[NYC recap + 100-Day Project updates]

A couple of weeks ago, I went to New York for the first time. People kept telling me I'd love it so much I'd never want to leave -- trust me, I've heard the hype. It's the concrete jungle where dreams are made of. If you can make it there, you'll make it anywhere. It's been waiting for you. Etc., etc.

There's nothing like seeing a skyline that looks like 100 cities pushed together into one. It was exciting to walk the same streets that famous people have walked. I loved hearing a different language being spoken every 10 steps I took. I had never felt so small in my life, and oddly enough, I really loved that, too. The city's energy was undeniably tangible.

But I didn't fall in love. I was overwhelmed by the sensory overload, by the ridiculous cost of living, by the sense of urgency that filled the streets like a layer of fog. For a city that radiates so much energy, it completely drained me of mine.

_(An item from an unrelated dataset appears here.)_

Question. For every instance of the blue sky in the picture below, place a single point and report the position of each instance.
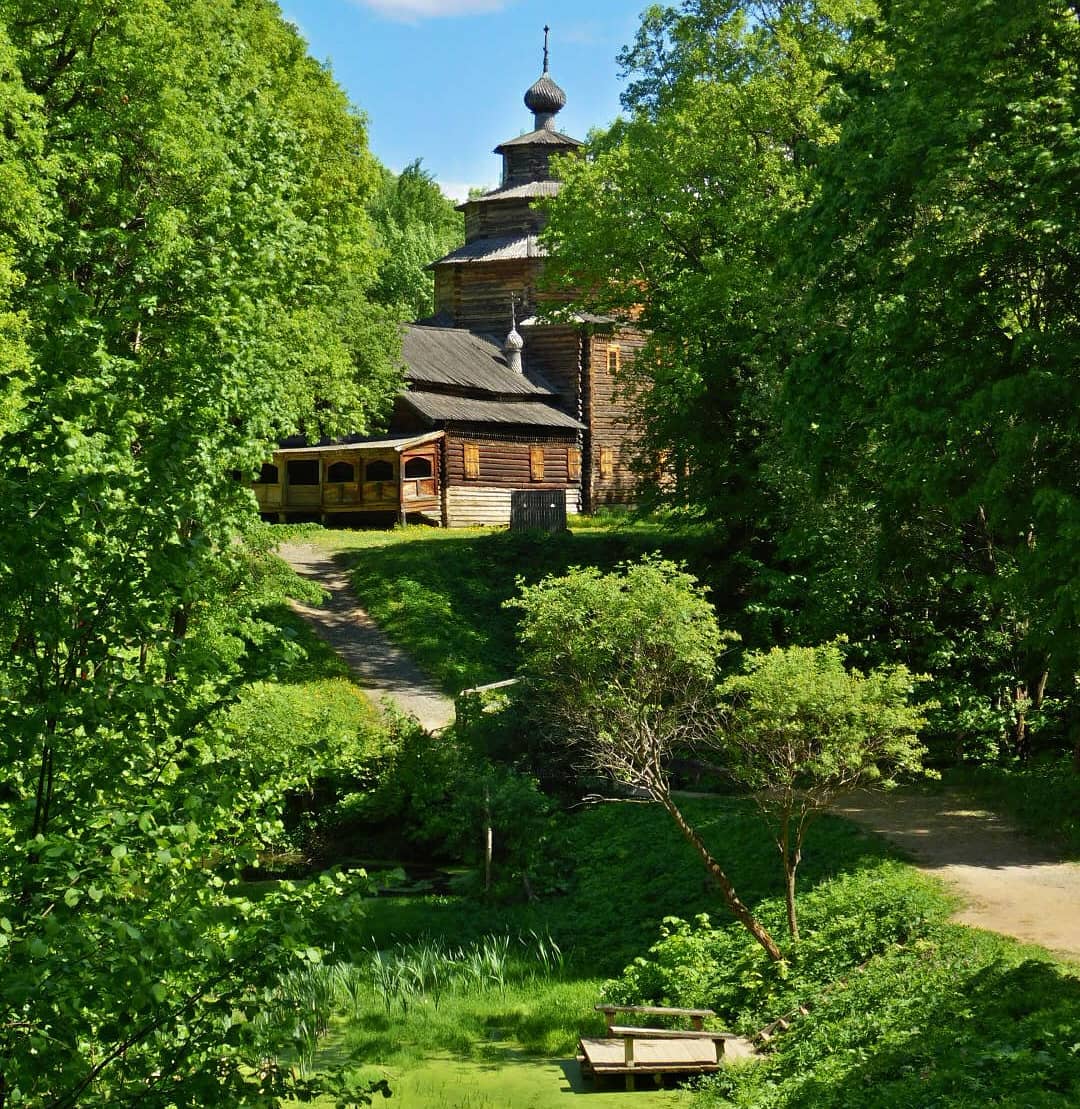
(442, 80)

It made me miss places like Nashville, where people and time move a hundred times slower than they do in New York. In Nashville I could walk into a store and end up having a 30-minute conversation with the people who work there. In New York I had to try not to get trampled by the masses. New York is a constant state of going -- pushing your way through a sea of strangers.

Even though I didn't fall in love with the city, I did love being there. It was fun. It just wasn't the place for me.


Being immersed in that sea full of strangers made me think more about my 100-Day Project, which I officially started last week. As a refresher, my goal is to write one love letter to a stranger every day for 100 days! After that, I'm going to start leaving them around public places for people to find.

This is day 7 of 100, and I've already missed a couple days. I was disappointed with myself because I had to write three letters in one day. It has only been one week into this 100-day endeavor and I feel like I've partially failed already. But I have to remind myself that it's about the process. It's about learning and growing and figuring it all out as you go. It's about showing up, even if you're a day or two late sometimes.

I don't know why I feel so compelled to invest in 100 total strangers, but I need to make them a priority. I need to carve out time in my day for them. I need to think about them at least once every day for the next 93 days. That makes this project hard, because they don't need me to do this for them, and they certainly don't owe me anything in return. But I think sometimes we forget that strangers are people who need to be loved, too.

I also think that showing up is the best thing we can do for people -- particularly when it's not always convenient to do so. And especially when they're people who might not return the favor. Showing up for people requires more discipline and humility than any of us could ever dream of having. But at the very least, these 100 strangers deserve my attempts at being half as disciplined and humble as that, simply because this world needs more love.

It's going to be weird and uncomfortable and awkward to write to people I don't know. Chances are, I'm never going to meet them. But I need to show up for them, because they're people with stories, passions, fears and the desire to feel loved -- just like you and me. And for those reasons alone, I refuse to give up on them.